Honestly my only answer to this is a simple one: aside from maps, add more signs on the roads to help figure out the way

outward 2 2

"I think the most frustrating elements are when you feel like there’s nothing you could have done to reach a different outcome."

Preparation seems even more central this time, with traps, poisons, potions, sigils, specialized gear, backpacks, mules, camping equipment, food, weather protection, and wound management all playing into survival. How do you make these systems feel like meaningful strategy rather than busywork?

In most survival games, you fill up your needs to get rid of handicaps. In Outward, that’s the first step but then eventually you do it instead because it strengthens your playstyle. So your choice of tent, backpack, food all might change based on the fact you want to play a mage, for instance. So you go from doing it because you need to, to doing it because you want to.

Of course you probably don’t want a sprained ankle and a concussion, but that’s different. For wounds or illnesses, we went with something that was more mechanically complex than just a lowered stat that can easily be healed whenever. That way, we make the player shift their mindset and acknowledge the consequence of their state, rather than just power through it.

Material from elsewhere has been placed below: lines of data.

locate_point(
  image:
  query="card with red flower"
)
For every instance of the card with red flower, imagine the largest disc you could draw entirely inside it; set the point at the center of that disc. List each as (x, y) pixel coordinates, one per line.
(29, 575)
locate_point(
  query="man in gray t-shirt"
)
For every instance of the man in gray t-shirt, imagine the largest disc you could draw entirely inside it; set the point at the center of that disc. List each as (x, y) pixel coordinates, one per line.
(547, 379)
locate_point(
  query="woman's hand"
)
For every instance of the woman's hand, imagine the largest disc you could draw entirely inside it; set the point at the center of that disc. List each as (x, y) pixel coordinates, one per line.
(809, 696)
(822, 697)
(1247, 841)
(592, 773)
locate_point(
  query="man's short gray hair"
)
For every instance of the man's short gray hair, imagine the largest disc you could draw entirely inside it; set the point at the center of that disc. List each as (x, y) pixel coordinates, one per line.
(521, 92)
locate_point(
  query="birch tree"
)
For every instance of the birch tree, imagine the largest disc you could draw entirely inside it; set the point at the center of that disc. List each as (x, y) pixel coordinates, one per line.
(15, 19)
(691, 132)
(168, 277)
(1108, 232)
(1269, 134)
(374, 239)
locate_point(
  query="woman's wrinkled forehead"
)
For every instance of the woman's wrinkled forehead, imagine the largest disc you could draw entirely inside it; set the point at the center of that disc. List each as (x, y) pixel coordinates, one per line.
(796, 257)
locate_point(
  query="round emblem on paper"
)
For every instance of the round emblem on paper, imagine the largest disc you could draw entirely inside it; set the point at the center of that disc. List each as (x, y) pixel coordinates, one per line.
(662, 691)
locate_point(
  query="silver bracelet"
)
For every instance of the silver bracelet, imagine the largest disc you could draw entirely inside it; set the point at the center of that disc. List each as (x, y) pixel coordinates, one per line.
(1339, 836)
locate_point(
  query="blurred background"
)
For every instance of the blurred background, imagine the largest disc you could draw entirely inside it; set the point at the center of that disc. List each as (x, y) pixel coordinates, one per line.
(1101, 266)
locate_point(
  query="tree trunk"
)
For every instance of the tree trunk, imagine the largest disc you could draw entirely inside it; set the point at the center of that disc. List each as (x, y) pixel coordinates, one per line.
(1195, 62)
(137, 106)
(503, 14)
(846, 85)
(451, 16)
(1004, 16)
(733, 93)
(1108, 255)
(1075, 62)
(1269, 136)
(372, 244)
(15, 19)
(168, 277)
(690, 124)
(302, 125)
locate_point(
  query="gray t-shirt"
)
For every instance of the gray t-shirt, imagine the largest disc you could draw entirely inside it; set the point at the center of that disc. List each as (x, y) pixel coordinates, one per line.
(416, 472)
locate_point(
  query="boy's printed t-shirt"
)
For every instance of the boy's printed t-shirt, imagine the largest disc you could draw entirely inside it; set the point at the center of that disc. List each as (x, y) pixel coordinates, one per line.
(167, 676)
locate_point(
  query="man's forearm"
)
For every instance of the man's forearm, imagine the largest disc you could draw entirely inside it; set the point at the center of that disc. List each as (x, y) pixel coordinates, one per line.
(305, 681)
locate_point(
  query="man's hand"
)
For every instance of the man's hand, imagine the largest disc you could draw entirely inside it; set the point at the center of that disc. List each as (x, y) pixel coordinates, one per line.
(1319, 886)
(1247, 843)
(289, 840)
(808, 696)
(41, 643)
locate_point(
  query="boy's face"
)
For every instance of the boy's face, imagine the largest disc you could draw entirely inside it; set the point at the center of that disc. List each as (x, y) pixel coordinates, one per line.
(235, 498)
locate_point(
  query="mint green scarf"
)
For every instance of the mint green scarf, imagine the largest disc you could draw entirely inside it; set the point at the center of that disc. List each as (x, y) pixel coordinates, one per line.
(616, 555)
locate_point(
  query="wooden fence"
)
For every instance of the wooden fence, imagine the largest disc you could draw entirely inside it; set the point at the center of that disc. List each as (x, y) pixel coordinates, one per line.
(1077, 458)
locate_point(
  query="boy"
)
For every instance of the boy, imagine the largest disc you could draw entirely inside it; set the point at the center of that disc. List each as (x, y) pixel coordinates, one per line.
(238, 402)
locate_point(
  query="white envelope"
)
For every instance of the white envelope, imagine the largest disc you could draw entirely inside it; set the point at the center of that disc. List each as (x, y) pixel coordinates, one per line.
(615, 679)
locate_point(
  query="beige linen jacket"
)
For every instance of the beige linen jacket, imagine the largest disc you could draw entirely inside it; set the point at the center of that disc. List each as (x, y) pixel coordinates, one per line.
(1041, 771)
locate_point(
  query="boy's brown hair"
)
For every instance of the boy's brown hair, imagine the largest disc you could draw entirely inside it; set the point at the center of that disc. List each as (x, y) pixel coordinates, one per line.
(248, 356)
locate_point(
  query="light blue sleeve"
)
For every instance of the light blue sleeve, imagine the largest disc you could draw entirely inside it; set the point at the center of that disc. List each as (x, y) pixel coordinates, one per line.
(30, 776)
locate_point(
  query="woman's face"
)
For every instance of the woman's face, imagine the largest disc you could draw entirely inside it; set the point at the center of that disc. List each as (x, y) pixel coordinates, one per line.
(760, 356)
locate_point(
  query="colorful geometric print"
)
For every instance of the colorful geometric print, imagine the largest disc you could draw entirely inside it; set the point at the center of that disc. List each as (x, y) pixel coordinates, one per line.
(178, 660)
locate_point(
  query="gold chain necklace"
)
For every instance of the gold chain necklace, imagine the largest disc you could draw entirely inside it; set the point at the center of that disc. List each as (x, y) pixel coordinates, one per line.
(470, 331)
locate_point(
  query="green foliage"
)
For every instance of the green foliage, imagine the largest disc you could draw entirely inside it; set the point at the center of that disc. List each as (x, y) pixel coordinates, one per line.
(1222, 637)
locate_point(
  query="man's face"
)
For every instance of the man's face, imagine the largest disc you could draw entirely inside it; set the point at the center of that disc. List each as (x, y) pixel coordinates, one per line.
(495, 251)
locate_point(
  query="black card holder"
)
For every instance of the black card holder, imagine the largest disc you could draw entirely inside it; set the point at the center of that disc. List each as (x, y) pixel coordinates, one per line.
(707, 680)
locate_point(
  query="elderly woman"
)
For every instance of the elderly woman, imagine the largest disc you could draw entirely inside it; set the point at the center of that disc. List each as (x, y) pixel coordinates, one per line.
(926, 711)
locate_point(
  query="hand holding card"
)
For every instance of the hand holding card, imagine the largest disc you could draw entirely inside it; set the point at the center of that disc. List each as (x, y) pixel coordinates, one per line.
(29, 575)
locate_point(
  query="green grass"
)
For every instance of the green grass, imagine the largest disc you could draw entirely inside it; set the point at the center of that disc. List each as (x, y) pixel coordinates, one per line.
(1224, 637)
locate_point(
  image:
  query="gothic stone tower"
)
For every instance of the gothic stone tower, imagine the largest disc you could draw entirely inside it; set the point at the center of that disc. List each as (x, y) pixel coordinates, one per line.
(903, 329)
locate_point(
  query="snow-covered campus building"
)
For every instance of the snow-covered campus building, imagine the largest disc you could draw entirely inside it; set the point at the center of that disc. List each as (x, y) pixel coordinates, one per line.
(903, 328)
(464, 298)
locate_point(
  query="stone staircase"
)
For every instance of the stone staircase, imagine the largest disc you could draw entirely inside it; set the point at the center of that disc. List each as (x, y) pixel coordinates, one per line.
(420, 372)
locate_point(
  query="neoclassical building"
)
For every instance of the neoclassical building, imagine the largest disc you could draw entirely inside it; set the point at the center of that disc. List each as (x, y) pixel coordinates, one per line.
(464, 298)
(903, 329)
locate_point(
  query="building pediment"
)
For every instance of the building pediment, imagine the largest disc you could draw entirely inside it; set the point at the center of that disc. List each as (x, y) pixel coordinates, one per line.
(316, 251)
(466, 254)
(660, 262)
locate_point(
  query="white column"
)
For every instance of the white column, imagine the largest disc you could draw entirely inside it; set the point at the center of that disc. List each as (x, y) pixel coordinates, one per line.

Defeat scenarios, wounds, time skips, stolen gear, quest timers, and Hardcore mode’s permanent-save risk all sound like they could create amazing stories, but also real frustration. After the beta, how are you tuning those consequences so setbacks remain memorable and fair rather than demoralizing?

I think the most frustrating elements are when you feel like there’s nothing you could have done to reach a different outcome. For that, we need to ensure that we distribute enough tools (such as traps, potions and ammo) and enough knowledge about those tools (such as hints through dialogs, crafting recipes, early opportunities).

During the beta, I feel that we could have done a better job with that early distribution, in order to get them started. Our approach is to subtly nudge, but never to push them outright towards the answers. Some people might not catch on and that’s a risk we’re quite willing to take.